本書には精神科医が書いた、精神科医の本音が書かれています。

「本音」シリーズでは医者、がん外科医と2冊の本が出版されていますが、今回は著者が違うので、また別物となっています。

 

精神科に関する話としては、

 

医者が変わると診断が変わる

 

というものがあります。

そのことについても書かれていました。

これについて、著者は否定をしていません。

ただこのことについては

 

1 患者に「症状をどこまで伝えるか」が、医師によって違うと変わることがある

2 「あとになって病気を発症した」ため、初めにはわからなかった場合は変わることがある

 

ということを挙げています。

病院には治療のガイドラインがあり、精神科にも例外なくそれがあるとのこと。

なのでそれを逸脱するような診察や治療はできない、とも書かれています。

精神科が扱うジャンルは目に見えない分野であり、そのあたりが難しいということも載っていました。
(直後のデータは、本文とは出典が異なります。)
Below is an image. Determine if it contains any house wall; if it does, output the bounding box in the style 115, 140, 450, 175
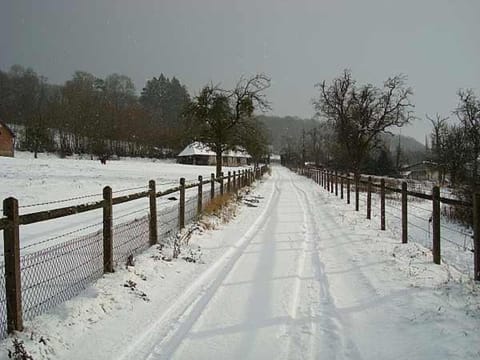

そういったことも踏まえて、悪意や利益を重視して、勝手に診断名をつけてしまう、ということはないようです。

 

ほかに印象的だったのは

 

心の病は脳の病気である

 

ということ。

一部ではトラウマなどは

「病気ではなく乗り越えなければいけない壁である」

と医者が言ったという話を聞いたことがありますが、そういった話は本書では上記の言葉で否定されています。

精神的な面で苦しんでいる人は甘えではなく、病気である。

その一行の言葉を読んで、ホッとした気持ちもありました。

 

現代社会は本当に心労がたまりやすい状況になっています。

それで心が疲れてしまったということは、脳が病気になってしまったということになります。

病気になったら、病院に行く。

それくらい気楽な気持ちになって、精神科に行けるような雰囲気になってほしい。

本書を読んで、改めてそう思いました。